The 4th Commandment is not just for Christians. It is what we call a Creation Ordinance, just like the positive call to marriage between one man and one woman. That means that the Sabbath was a part of God’s good work before the entrance of sin into the world. Honoring the day of rest was always central to helping those made in the image of God give thanks for the LORD’s act in making us.
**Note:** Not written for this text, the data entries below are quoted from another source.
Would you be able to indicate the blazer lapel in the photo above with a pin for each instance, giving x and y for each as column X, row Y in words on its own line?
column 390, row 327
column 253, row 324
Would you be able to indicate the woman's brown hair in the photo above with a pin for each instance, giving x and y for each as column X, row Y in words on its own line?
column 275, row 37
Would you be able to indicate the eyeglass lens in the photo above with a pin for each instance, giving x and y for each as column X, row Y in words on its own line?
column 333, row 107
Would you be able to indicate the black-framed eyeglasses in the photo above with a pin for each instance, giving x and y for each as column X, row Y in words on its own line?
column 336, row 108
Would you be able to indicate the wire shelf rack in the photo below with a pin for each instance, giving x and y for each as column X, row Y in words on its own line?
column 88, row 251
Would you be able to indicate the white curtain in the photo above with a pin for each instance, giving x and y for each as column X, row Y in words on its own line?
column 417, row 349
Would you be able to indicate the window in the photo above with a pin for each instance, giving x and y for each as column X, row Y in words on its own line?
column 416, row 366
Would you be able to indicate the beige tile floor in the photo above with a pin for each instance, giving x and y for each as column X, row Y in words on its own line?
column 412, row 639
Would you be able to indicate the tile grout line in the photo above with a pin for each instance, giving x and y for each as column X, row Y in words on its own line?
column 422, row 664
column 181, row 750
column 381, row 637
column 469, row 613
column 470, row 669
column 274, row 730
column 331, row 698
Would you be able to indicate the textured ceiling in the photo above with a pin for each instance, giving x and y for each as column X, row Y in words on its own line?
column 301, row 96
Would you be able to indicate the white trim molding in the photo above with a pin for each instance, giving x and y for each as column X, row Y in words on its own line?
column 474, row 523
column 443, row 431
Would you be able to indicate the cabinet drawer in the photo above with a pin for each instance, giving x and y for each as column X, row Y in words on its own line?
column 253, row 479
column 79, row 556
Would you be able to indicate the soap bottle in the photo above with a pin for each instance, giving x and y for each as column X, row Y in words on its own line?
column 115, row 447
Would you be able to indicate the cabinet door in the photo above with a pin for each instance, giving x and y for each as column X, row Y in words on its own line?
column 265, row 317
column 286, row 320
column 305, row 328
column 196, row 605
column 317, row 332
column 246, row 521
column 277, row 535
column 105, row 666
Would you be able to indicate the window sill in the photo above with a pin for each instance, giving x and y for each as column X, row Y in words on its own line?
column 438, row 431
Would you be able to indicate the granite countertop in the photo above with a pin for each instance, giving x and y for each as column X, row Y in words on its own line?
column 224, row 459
This week we only have one question to look at and with good reason, because it is long. I know I said about a dozen times in the past several weeks that the Third Commandment is the most misunderstood of the Ten. If that is the case, and it is, then the Fourth is probably the most (to be charitable) explained away of all the statutes of God which summarize the moral law. It’s not so much that folks just ignore it whole hog. All Bible-believing Christians worship the Lord on the first day of the week. However, the reasons behind why the 4th Commandment is a forgotten treasure in the kingdom, and why, on a positive note, we set the Sabbath apart from the other days of the week are less well-understood for myriads of reasons, some we will get into this morning. The next four weeks will be taken up with explaining in more detail what practically all of Christendom until about sixty years ago agreed upon when it comes to how the Lord’s Day (not the Lord’s hour) should be sanctified.
This morning I want to take some time and give some background and surface-level reasoning on what Jehovah intends with this commandment. Another thing I hope to help us to see, not just today, but through the next several weeks, is why the sacrifices (which aren’t really a sacrifice once you think about it) those who claim Jesus as their Savior and Lord make to keep this law are worth it in the short run and the long term.
But before that let’s look at the next question of the catechism:
Q. 57. Which is the Fourth Commandment?
A. The fourth commandment is, Remember the sabbath-day, to keep it holy. Six days shalt thou labor, and do all thy work: but the seventh day is the sabbath of the Lord thy God: in it thou shalt not do any work, thou, nor thy son, nor thy daughter, thy man-servant, nor thy maid-servant, nor thy cattle, nor thy stranger that is within thy gates: for in six days the Lord made heaven and earth, the sea, and all that in them is, and rested the seventh day: wherefore the Lord blessed the sabbath-day and hallowed it.
All the first table commandments of the Law have in one way or another to do with worship, and this statute is no different. In fact, the second and the fourth are usually ground zero for all the wars that take place around what we are allowed to do and not allowed to do in our gatherings on Sunday morning and evening. To be sure that is what the 4th Commandment is about, however, when we restrict it to just that we miss the holistic nature of what God intends with it.